- Ishu poster
- Directed by: Utpal Borpujari
- Written by: Utpal Borpujari
- Produced by: Children's Film Society, India
- Starring: Kapil Garo, Bishnu Khargharia, Leishangthem Tonthoingambi Devi
- Release date: 2017;
- Country: India
- Language: Assamese

= Ishu =

Ishu is a 2017 Assamese language feature film written and directed by Utpal Borpujari, a film critic and former journalist. Produced by Children's Film Society, India (CFSI), the film is inspired by a novel written by Assamese writer Manikuntala Bhattacharya.
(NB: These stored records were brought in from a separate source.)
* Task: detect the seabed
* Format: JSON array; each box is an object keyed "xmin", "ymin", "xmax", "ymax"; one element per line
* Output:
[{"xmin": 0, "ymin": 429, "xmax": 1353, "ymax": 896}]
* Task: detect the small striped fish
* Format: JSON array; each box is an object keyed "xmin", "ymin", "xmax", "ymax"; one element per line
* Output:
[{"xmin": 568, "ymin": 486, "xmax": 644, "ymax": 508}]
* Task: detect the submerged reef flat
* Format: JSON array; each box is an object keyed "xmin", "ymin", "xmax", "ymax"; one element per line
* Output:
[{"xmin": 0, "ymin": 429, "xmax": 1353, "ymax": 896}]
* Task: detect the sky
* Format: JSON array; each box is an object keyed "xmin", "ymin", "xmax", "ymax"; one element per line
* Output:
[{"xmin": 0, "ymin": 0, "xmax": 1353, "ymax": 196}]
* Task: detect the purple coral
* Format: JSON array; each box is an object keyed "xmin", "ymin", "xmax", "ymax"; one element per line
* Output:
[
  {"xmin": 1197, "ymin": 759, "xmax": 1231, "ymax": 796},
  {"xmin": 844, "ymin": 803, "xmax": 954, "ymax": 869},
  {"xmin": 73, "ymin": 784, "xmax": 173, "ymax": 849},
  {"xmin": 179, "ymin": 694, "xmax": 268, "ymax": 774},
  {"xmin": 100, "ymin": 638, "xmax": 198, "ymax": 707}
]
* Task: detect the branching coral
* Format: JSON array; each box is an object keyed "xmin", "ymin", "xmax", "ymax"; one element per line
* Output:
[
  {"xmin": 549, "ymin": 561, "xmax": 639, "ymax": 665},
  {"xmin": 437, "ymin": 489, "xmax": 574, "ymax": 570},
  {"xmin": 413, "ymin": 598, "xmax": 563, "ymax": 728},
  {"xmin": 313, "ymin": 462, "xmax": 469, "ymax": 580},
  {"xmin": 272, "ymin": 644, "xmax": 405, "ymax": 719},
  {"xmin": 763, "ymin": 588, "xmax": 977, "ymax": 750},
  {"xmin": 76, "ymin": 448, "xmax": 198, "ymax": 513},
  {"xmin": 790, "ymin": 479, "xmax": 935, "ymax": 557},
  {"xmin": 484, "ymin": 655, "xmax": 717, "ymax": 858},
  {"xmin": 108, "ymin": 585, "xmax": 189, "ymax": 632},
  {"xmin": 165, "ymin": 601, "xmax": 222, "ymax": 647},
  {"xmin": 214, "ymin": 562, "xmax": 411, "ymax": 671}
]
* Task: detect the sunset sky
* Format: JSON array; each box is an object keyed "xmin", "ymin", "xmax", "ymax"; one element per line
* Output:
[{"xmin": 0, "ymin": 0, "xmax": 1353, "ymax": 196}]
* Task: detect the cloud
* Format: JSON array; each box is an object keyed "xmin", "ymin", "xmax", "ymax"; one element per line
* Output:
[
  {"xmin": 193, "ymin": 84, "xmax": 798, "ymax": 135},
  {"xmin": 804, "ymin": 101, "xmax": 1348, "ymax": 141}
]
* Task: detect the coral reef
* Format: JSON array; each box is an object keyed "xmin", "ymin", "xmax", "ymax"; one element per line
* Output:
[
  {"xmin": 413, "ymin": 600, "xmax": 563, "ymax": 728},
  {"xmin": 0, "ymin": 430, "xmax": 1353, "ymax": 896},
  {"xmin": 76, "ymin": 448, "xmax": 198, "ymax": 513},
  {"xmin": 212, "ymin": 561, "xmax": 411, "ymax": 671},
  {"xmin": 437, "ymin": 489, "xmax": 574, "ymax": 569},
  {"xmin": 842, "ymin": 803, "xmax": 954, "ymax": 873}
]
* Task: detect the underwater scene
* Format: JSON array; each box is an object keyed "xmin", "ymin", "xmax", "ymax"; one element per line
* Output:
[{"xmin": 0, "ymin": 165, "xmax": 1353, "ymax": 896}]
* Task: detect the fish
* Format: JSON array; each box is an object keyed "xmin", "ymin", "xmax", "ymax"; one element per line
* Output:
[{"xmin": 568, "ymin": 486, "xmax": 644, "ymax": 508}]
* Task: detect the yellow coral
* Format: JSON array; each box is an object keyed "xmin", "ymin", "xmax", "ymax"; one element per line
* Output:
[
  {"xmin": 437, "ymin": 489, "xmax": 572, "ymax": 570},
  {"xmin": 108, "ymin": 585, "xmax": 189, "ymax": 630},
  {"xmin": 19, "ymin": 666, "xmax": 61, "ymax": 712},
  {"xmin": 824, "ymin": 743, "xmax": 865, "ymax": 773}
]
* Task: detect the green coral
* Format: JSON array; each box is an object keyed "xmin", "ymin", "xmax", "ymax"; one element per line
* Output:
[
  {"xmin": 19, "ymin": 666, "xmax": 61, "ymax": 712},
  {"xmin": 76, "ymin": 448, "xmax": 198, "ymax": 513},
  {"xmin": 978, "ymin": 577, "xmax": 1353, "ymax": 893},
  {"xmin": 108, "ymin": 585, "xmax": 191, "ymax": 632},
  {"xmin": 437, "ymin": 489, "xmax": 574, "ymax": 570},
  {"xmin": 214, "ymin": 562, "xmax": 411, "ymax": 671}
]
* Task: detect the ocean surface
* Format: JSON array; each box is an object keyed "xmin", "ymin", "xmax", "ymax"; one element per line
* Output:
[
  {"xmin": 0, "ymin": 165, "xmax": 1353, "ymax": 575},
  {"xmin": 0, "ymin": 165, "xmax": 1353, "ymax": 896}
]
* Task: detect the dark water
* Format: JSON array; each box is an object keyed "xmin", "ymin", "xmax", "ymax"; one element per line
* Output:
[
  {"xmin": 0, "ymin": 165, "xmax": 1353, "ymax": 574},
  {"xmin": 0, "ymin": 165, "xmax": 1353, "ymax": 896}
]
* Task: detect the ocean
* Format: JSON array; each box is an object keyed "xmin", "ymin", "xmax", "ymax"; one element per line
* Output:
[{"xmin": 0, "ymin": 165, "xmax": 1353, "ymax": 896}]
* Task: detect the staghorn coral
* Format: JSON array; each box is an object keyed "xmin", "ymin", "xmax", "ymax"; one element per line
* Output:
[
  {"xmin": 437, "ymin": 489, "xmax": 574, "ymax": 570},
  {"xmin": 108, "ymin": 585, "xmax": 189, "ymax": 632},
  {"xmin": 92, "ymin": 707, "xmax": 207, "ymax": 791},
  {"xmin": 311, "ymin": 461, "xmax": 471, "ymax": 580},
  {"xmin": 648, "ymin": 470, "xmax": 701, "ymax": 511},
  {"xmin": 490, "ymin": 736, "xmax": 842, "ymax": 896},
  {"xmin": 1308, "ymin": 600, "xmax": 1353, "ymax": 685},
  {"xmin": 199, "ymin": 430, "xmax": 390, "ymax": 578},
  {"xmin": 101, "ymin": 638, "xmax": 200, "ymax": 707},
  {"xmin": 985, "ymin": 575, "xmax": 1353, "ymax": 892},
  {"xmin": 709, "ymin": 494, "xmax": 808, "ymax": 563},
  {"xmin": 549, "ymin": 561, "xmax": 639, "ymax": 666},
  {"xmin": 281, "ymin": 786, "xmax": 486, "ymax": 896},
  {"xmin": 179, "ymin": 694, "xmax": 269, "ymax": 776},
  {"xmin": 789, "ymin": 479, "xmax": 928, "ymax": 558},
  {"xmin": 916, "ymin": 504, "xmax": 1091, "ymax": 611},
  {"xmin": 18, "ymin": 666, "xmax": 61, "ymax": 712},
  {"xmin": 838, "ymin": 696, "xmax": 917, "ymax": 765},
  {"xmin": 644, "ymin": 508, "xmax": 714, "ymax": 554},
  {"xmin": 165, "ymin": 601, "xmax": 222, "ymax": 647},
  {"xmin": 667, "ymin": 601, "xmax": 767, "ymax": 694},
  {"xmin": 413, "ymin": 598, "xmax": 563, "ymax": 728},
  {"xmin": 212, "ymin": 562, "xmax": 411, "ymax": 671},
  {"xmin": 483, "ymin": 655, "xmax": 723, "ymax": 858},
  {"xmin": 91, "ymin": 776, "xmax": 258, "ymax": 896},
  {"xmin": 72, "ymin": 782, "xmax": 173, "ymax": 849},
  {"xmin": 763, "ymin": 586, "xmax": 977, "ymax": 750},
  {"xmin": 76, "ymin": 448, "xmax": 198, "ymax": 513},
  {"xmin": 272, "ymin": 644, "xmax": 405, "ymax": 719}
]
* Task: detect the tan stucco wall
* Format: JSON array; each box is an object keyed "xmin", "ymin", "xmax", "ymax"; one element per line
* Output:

Set in a remote village in Goalpara district, Ishu stars Kapil Garo as the titular character, along with Bishnu Khargharia and Tonthoingambi Leishangthem Devi. In 2018, the film was awarded the National Film Award for Best Feature Film in Assamese at the 65th National Film Awards. The film also won the Best Film title at the third Sailadhar Baruah Film Awards in Assam. It was also screened at the 1st Eikhoigi Imphal International Film Festival 2022.

== Casting ==
Kapil is a ten-year-old school going boy from a village in Assam. He was chosen by Borpujari from 300-odd children for the role. Its casts also include Bishnu Khargoria, Leishangthem Tonthoingambi Devi, and Chetana Das among others.

== Shooting ==
The film was shot in and around Rampur, a town in Kamrup rural district of Assam.

== Screening ==
The film has been screened at various film festivals across the globe. In April 2022 the film has been selected to screen at EIIFF.